Deutschland 2006 · 85 min. · FSK: ab 12
Regie: Valeska Grisebach
Drehbuch:
Kamera: Bernhard Keller
Darsteller: Andreas Müller, Ilka Welz, Anett Dornbusch, Erika Lemke u.a.

Die Fallen des Lebens

Ein Lob des Unbe­ha­gens

Ein einfache Geschichte. Ein Mann und eine Frau in einem bran­den­burger Dorf. Vater, Mutter, Kind, Fami­li­en­glück, fast ein Krip­pen­spiel. Unschuld zwischen Einbauküche und frei­wil­liger Feuerwehr, ein eher enges Klein­bür­ger­da­sein. Dann gibt es noch eine Frau. Ein Blick zuviel, Ehebruch, Schuld­ge­fühle, er kann sich nicht entscheiden, alles kommt raus und er will sich erschießen – so einfach ist das.
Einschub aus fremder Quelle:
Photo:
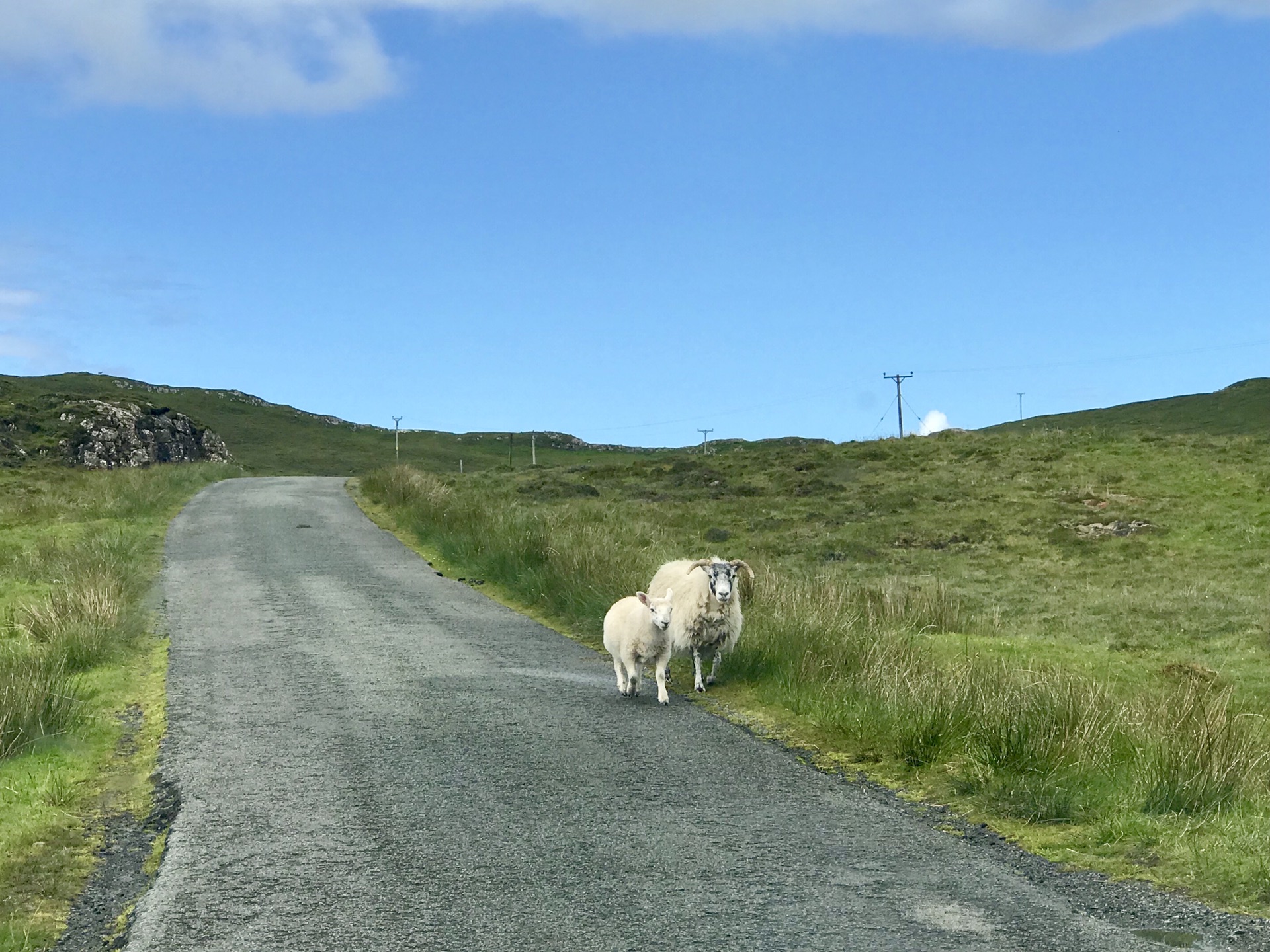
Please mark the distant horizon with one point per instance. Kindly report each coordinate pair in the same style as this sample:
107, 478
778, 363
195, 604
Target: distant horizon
613, 444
So einfach? Die Einfach­heit, die vermeint­liche vor allem, ist in Valeska Grise­bachs zweitem Film (Sie debü­tierte mit Mein Stern) auch ein Versteck. Es gibt gleich mehrere Fallen, in die hinein­zu­tappen einen Sehnsucht verleitet. Die größte ist die Falle der Banalität und des Realismus. Grisebach hat mit Laien gear­beitet, und ihre Figuren sind nach herkömm­li­chen Maßstäben nicht schön und schon gar nicht glamourös. Zudem reden sie daher, wie ihnen auf dem Land der Schnabel gewachsen ist, nicht in ganzen Sätzen, wie sie akade­misch geschulte Dreh­buch­au­toren gern aufschreiben, sondern in kurzen Satz­bruch­s­tü­cken – wenn sie denn überhaupt reden, denn meist sind Grise­bachs Figuren maulfaul und stur und spröde.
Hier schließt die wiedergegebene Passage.